Some Nearly Quantum Theories

TL;DR

This paper explores the structure of non-signaling composites of probabilistic models based on Euclidean Jordan algebras, revealing limitations and constructing categories that unify various quantum theories with some exceptions.

Contribution

It introduces new categorical frameworks for Jordan-algebraic models that unify real, complex, and quaternionic quantum mechanics, and establishes no-go results for extending these models.

Findings

No composite with the exceptional Jordan algebra as a summand.

Constructed categories unify real, complex, and quaternionic quantum mechanics.
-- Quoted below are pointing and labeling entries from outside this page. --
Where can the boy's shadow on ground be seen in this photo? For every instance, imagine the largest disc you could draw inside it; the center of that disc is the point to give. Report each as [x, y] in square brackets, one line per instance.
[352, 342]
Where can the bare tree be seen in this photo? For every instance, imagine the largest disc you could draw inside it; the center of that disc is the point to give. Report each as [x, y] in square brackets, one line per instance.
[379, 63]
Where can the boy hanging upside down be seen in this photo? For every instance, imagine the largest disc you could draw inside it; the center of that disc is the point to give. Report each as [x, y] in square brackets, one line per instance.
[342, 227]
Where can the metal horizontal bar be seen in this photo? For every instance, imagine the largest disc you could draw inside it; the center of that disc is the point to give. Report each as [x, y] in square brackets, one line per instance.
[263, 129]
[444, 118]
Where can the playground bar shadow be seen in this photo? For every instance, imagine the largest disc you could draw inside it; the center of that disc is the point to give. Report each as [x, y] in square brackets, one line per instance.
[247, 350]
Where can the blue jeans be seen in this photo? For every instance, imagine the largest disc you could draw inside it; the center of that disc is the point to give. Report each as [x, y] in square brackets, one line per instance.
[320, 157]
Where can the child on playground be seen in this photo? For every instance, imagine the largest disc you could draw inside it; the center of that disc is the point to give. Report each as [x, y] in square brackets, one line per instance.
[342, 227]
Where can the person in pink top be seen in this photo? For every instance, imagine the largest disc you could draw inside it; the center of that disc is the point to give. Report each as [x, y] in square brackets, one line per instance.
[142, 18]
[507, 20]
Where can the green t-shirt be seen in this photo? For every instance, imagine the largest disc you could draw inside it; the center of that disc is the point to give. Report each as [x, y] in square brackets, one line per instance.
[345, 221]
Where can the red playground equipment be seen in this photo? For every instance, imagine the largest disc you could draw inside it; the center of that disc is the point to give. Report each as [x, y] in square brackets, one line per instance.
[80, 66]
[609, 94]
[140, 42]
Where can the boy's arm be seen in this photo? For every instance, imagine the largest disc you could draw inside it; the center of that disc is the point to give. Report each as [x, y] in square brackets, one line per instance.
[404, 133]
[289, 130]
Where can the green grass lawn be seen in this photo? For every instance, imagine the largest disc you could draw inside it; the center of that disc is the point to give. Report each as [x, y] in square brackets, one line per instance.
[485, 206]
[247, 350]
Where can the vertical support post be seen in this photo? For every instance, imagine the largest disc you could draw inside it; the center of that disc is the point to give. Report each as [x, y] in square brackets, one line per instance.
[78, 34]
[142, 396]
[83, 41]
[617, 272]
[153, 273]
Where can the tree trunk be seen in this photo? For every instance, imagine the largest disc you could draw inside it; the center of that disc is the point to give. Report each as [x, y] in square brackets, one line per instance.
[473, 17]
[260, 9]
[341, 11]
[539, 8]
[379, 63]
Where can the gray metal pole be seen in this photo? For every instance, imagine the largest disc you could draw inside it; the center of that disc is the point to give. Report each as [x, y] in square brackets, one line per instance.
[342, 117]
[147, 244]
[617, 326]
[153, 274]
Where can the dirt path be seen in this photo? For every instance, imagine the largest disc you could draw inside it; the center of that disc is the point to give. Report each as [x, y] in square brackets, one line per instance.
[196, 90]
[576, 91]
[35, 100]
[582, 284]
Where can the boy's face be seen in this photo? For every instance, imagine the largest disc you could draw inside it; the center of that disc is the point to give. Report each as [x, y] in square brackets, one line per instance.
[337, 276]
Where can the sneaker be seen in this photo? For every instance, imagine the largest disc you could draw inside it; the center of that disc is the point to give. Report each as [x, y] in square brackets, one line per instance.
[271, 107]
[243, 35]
Identified phenomena like failure of local tomography and supermultiplicativity.

Abstract

We consider possible non-signaling composites of probabilistic models based on euclidean Jordan algebras. Subject to some reasonable constraints, we show that no such composite exists having the exceptional Jordan algebra as a direct summand. We then construct several dagger compact categories of such Jordan-algebraic models. One of these neatly unifies real, complex and quaternionic mixed-state quantum mechanics, with the exception of the quaternionic "bit". Another is similar, except in that (i) it excludes the quaternionic bit, and (ii) the composite of two complex quantum systems comes with an extra classical bit. In both of these categories, states are morphisms from systems to the tensor unit, which helps give the categorical structure a clear operational interpretation. A no-go result shows that the first of these categories, at least, cannot be extended to include spin factors other than the (real, complex, and quaternionic) quantum bits, while preserving the representation of states as morphisms. The same is true for attempts to extend the second category to even-dimensional spin-factors. Interesting phenomena exhibited by some composites in these categories include failure of local tomography, supermultiplicativity of the maximal number of mutually distinguishable states, and mixed states whose marginals are pure.